Re: How to stack several columns into a new column ignoring duplicate entries?

Here are some ways to do this:

 

  • Table Operations:
    • Stack the columns in to one column using Tables > Stack
    • Use Tables > Summary with that stacked column as the Group role
  • JSL
    • Get column values into a list
      • list_of_values = column(table name, column name) << get values 
      • You can do this again on another column and insert those values into the list
        • list_of_values = Insert Into(list_of_values, column(table name, another column name) << get values)
        • repeat as necessary
      • Use an Associate Array to get the unique values
        • unique_values = (Associative Array(list_of_values)) << get keys
      • put that list of values into a new column in a  data table
Names Default To Here( 1 );

// create table with 4 columns with random letters
nr = 20;
dt = New Table( "Example", addrows( nr ) );

letterlist = {"A", "B", "C", "D", "E", "F", "G", "H", "I", "J", "K", "L", "M", "N", "O", "P", "Q",
"R", "S", "T", "U", "V", "W", "X", "Y", "Z"};

dt << New Column( "C1", character );
Column( dt, "C1" ) << set values( letterlist[J( nr, 1, Random Integer( 26 ) )] );
dt << New Column( "C2", character );
Column( dt, "C2" ) << set values( letterlist[J( nr, 1, Random Integer( 26 ) )] );
dt << New Column( "C3", character );
Column( dt, "C3" ) << set values( letterlist[J( nr, 1, Random Integer( 26 ) )] );
dt << New Column( "C4", character );
Column( dt, "C4" ) << set values( letterlist[J( nr, 1, Random Integer( 26 ) )] );

// Method 1
dtstack = dt << Stack(
	columns( :C1, :C2, :C3, :C4 ),
	Source Label Column( "Label" ),
	Stacked Data Column( "Data" ),
	Output Table( "Stacked Values" )
);

dtstack << Summary(
	Group( :Data ),
	Freq( "None" ),
	Weight( "None" ),
	output table name( "Unique Values" )
);

//Method 2
list_of_values = Column( dt, "C1" ) << get values;
Insert Into( list_of_values, Column( dt, "C2" ) << get values );
Insert Into( list_of_values, Column( dt, "C3" ) << get values );
Insert Into( list_of_values, Column( dt, "C4" ) << get values );
Print( list_of_values );
unique_values = (Associative Array( list_of_values )) << get keys;

dtunique = New Table( "Unique Values" );
dtunique << New Column( "Unique Values", character );
Column( dtunique, "Unique Values" ) << set values( unique_values );

 

 

Neo
Neo
Level VI

Re: How to stack several columns into a new column ignoring duplicate entries?

@SamGardner 

Both these work fine, but appends an empty row if the number of rows is not the same for every column as in the case of my actual data set.

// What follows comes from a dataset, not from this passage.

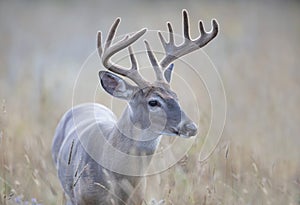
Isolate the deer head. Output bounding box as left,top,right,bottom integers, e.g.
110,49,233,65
98,10,218,137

When it's too good to be true, it's neither
SamGardner
Level VII

Re: How to stack several columns into a new column ignoring duplicate entries?

if you insert the code

 

 

remove from(unique_values, loc(unique_values,"")[1])

after the line where the unique_values list is created, that will remove the value from the list that is the empty string.

 

 

 

remove from(unique_values, 1)

should also work, since the keys are sorted alphabetically with they are requested.